Şahali, Kıbrıs’ın kuzeyindeki yapının Anayasa’da tanımlanan niteliklerini hatırlatarak, “Biz … demokratik, laik bir hukuk devleti olduğunu biliyoruz. Ve bu Anayasasında açıklıkla emredilen niteliklerden hiçbir biçimde uzaklaşmaması gerektiğini söylüyoruz” ifadelerini kullandı. Şahali, halkın oylarıyla ortaya çıkan bir sonuca muhalefet eden bir anlayışın “devlet” olamayacağını savunarak, “Devlet dediğimiz şey eğer halkın oylarıyla ortaya çıkan bir sonuca muhalefet eder pozisyondaysa o muhalefet devlet değildir” dedi.
Şahali, 19 Ekim’de Yüksek Seçim Kurulu’nun yönettiği seçimlerin demokratik ve hukuki niteliğine vurgu yaparak, “Hukuki olduğuna dair en küçük bir kuşku dahi bulunmayan on dokuz Ekim seçimleri” ifadesini kullandı. Şahali, bu sonucun dışlandığı bir “devlet politikası” iddiasını kabul etmeyeceğini belirtti ve “Kıbrıs Türk Cumhuriyeti seçmenlerinin iradesi hilafına hareket edebilecek şansı ve hakkı yoktur” dedi.

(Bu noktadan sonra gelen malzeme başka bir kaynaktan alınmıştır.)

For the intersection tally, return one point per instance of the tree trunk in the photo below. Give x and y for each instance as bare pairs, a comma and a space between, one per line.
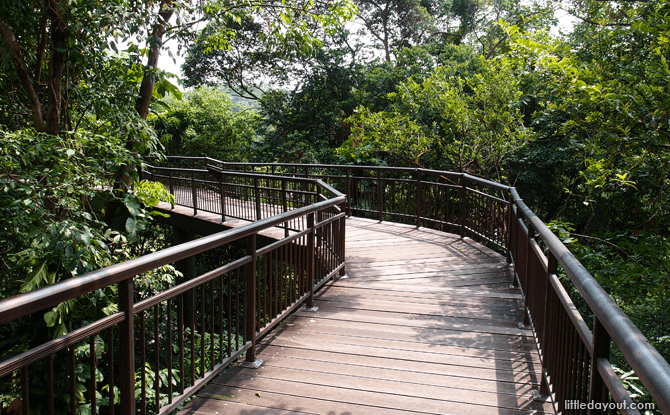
155, 42
24, 77
59, 34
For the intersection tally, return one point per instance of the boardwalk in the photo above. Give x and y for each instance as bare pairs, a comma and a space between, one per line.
425, 323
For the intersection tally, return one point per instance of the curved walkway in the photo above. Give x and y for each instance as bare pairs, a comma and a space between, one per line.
425, 323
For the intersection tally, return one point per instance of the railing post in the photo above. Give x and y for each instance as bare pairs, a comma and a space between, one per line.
348, 184
380, 200
257, 196
601, 350
127, 347
222, 191
343, 225
195, 194
552, 266
284, 204
464, 204
514, 241
310, 259
171, 182
418, 198
250, 299
528, 292
508, 237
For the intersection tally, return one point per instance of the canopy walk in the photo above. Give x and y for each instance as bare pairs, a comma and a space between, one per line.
361, 289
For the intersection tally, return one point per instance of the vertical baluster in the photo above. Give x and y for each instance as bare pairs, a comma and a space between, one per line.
180, 329
221, 357
157, 369
194, 194
601, 350
464, 205
222, 190
50, 385
202, 331
212, 328
310, 260
171, 183
237, 310
143, 359
192, 334
169, 349
250, 295
92, 368
127, 347
25, 385
110, 353
257, 196
73, 384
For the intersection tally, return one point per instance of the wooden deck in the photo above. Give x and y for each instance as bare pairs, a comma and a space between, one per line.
425, 323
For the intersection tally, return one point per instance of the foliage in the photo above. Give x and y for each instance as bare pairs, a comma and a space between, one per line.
468, 124
205, 123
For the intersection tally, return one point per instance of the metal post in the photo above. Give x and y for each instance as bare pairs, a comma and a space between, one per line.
463, 205
601, 350
171, 182
284, 204
380, 200
418, 198
127, 347
222, 190
250, 302
257, 195
348, 204
508, 237
343, 225
528, 295
310, 259
552, 266
195, 194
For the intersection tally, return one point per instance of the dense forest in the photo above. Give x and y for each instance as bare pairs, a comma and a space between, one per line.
576, 120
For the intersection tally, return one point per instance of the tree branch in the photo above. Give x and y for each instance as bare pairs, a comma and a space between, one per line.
24, 78
155, 42
59, 34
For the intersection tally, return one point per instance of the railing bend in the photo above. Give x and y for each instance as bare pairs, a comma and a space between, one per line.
575, 356
159, 350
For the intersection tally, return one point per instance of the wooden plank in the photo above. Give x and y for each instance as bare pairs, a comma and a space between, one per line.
503, 311
269, 401
404, 387
446, 298
461, 339
375, 373
485, 362
414, 288
268, 352
438, 313
202, 406
451, 404
435, 323
290, 335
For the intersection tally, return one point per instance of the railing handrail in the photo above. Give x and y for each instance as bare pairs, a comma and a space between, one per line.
468, 176
652, 369
49, 296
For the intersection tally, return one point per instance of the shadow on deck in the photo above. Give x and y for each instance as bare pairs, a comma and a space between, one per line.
426, 322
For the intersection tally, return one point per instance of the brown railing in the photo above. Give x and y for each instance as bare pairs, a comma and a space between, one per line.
157, 351
575, 355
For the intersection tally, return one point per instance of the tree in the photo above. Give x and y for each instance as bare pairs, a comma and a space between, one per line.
205, 123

GÜVEN YARATICI ÖNLEMLER: “ÖDÜN DEĞİL, GÜNLÜK SIKINTILARIN AŞILMASI”
Şahali, liderlerin görüşmesi sonrasında yapılan açıklamaların güven yaratıcı önlemler başlığının gerçek anlamını yeniden hatırlattığını söyledi. Geçiş noktalarında yaşanan sıkıntıların aşılmasının, sadece iki toplum arasında güven yaratma hedefinden ibaret görülmemesi gerektiğini ifade eden Şahali, bu adımların Kıbrıslı Türklerin günlük yaşamına dönük somut sonuçlar ürettiğini belirtti.

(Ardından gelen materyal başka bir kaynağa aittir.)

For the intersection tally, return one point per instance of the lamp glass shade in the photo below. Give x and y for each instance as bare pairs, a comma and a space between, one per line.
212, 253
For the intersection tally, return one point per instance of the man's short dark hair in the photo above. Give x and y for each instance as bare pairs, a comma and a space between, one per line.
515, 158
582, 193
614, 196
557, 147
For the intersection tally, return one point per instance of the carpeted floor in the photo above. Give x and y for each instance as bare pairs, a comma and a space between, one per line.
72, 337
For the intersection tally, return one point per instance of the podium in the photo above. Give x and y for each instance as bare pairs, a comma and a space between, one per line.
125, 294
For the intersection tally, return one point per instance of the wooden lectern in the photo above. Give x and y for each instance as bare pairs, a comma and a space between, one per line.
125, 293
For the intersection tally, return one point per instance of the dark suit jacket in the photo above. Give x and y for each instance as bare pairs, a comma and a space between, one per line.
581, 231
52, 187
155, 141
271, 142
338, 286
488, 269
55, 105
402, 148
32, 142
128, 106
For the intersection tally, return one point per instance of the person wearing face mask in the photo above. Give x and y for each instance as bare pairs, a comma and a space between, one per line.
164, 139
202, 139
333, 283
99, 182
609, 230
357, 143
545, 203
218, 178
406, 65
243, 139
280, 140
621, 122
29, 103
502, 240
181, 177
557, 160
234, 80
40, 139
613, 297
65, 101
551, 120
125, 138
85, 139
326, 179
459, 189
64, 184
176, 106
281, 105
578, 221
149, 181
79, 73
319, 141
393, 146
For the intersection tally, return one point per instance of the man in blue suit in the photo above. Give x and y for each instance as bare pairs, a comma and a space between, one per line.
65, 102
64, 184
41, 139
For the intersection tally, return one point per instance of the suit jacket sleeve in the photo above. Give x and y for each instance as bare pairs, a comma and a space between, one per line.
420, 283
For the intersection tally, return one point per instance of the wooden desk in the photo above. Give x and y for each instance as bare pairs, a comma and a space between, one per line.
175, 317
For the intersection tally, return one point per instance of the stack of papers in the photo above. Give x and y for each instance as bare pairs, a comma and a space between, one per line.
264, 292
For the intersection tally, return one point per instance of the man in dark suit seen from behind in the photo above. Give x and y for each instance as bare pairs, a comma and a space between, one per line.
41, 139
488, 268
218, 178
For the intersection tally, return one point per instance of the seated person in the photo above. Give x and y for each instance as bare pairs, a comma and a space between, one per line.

Şahali, Cumhurbaşkanı Erhürman’ın görüşme sonrası açıkladığı bir adımı örnek vererek, Metehan’da yürütülen bir belgelendirme işleminin Bostancı ve Derinya kapılarında da yapılacağı bilgisinin kamuoyuyla paylaşıldığını hatırlattı. Şahali bu adımı, “Son derece ileri bir adımdır… küçük bile olsa huzur veren bir adım” sözleriyle değerlendirdi. Şahali, güven yaratıcı önlemlerin “ödün” gibi sunulmasının Kıbrıslı Türkleri yalnızlığa hapsettiğini söyleyerek, “Kıbrıslı Türklerin hapsolmaya değil bilakis özgürleşmeye, dünyayla kucaklaşmaya ve dünyada hak ettikleri yeri yeniden kazanmaya ihtiyaçları vardır” dedi.
“CRANS MONTANA SONRASI ‘BAŞKA SEÇENEK’ ARAYIŞI KABUSA DÖNÜŞTÜ”

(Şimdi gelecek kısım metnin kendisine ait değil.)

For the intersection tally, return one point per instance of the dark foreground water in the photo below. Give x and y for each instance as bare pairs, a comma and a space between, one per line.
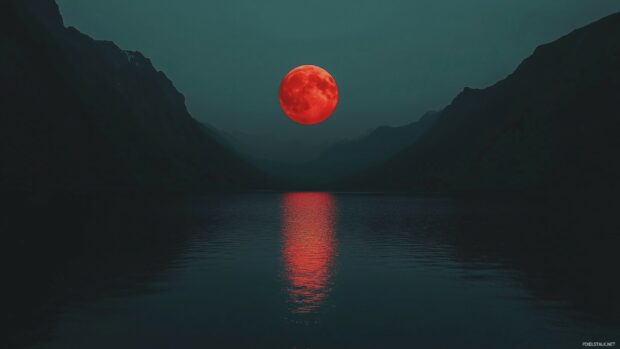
308, 270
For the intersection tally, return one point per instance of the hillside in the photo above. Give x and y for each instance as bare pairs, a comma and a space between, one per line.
82, 113
549, 127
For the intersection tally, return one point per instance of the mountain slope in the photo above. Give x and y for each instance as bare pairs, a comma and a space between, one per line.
302, 164
550, 126
83, 113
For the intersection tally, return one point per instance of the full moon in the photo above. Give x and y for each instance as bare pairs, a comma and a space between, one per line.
308, 94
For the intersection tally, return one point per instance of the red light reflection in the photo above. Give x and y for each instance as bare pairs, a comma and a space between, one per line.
309, 247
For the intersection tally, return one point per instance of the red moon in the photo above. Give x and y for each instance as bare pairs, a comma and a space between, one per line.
308, 94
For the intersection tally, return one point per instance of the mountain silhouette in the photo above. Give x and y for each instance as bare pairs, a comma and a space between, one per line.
549, 127
302, 164
78, 112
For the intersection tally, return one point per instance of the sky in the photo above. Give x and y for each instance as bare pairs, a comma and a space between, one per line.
393, 60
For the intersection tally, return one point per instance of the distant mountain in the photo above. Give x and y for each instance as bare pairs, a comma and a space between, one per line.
78, 112
304, 164
551, 126
348, 157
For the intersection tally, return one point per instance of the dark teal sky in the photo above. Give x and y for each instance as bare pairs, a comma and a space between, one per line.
393, 60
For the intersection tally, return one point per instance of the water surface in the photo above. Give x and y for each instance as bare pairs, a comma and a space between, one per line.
322, 270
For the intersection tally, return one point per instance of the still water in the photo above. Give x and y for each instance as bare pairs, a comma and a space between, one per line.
322, 270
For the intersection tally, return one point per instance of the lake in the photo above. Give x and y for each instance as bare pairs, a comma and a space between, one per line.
307, 270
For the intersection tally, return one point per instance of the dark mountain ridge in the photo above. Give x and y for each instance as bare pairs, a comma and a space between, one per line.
550, 126
80, 113
303, 165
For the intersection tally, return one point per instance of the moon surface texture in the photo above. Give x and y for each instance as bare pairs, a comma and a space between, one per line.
308, 94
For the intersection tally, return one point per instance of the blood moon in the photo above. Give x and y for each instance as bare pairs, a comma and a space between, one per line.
308, 94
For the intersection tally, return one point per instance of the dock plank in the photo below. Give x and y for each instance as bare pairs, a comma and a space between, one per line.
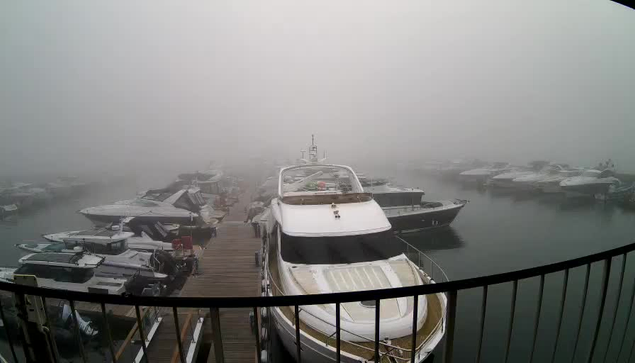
226, 268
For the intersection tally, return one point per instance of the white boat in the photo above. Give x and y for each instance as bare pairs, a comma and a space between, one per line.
551, 184
326, 235
119, 260
66, 271
590, 183
481, 175
529, 181
139, 208
141, 242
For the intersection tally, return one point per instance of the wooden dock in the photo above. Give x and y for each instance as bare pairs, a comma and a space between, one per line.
226, 268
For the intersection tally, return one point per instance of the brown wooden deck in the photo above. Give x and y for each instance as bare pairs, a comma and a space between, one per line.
226, 268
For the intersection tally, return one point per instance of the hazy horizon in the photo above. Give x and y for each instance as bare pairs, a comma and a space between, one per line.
94, 86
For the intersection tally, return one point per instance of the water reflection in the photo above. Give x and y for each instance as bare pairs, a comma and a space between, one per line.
435, 239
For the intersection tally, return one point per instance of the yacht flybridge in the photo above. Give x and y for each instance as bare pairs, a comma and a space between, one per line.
327, 236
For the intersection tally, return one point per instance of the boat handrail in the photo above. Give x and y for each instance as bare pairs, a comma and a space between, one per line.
368, 340
422, 270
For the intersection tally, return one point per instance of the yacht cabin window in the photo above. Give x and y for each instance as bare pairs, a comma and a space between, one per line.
397, 199
337, 250
57, 273
114, 248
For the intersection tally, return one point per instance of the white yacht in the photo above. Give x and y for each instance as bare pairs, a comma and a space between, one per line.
590, 183
141, 242
66, 271
551, 184
324, 234
112, 246
506, 179
144, 209
481, 175
530, 181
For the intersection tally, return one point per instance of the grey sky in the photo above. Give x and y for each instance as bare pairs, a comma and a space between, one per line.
90, 85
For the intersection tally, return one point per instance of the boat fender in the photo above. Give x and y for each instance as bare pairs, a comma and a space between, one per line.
252, 321
263, 334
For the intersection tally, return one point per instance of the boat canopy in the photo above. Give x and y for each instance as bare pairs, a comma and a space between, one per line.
330, 219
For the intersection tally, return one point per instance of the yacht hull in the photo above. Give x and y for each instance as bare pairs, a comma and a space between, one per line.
316, 351
405, 220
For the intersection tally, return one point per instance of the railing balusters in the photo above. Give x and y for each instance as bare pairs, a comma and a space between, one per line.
563, 299
141, 334
177, 328
337, 330
298, 344
606, 274
537, 320
511, 319
628, 320
257, 322
108, 335
448, 349
8, 331
617, 306
219, 353
482, 329
77, 332
413, 342
581, 316
377, 318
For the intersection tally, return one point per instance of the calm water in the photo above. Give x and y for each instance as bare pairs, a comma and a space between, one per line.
495, 232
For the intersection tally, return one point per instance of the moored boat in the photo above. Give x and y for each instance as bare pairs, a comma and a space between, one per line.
325, 234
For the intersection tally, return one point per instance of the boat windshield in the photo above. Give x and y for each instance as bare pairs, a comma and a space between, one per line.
591, 173
319, 178
337, 250
57, 273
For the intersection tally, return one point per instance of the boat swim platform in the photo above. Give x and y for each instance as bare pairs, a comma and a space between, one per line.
226, 268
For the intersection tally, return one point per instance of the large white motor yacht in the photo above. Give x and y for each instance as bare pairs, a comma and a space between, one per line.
66, 271
590, 183
481, 175
324, 234
119, 260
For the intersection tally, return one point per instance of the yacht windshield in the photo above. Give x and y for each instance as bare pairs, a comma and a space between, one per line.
591, 173
319, 178
336, 250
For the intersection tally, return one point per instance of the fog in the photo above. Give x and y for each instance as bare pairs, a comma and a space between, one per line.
90, 86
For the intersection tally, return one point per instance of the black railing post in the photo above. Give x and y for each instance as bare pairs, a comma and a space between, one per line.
628, 321
448, 349
219, 353
377, 318
482, 328
298, 345
337, 330
9, 333
606, 274
77, 332
511, 319
537, 319
583, 305
617, 306
108, 335
177, 331
142, 334
257, 322
563, 299
413, 341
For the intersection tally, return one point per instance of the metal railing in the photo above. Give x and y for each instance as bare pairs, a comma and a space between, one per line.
450, 288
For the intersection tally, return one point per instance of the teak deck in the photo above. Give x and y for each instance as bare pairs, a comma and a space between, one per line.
227, 268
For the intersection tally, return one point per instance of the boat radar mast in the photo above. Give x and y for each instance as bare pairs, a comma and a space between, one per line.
313, 154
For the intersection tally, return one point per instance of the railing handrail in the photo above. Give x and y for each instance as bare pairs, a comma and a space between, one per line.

Şahali, raporda Crans Montana sonrası “başka seçeneklerin araştırılması” yaklaşımını eleştirerek, bunun 1977’den itibaren iki tarafın karşılıklı kabul ve taahhütlerinin reddi anlamına geldiğini savundu. Şahali, 12 Şubat 1977’nin federal çözüm hedefinin Kıbrıslı Rum liderlik tarafından ilk kez kabul edildiği tarih olduğunu belirterek, “Milat orasıdır” dedi. Şahali, Kran Montana sonrasında izlenen çizginin “kendi ellerimizle baltalanmış” bir süreç yarattığını söyledi.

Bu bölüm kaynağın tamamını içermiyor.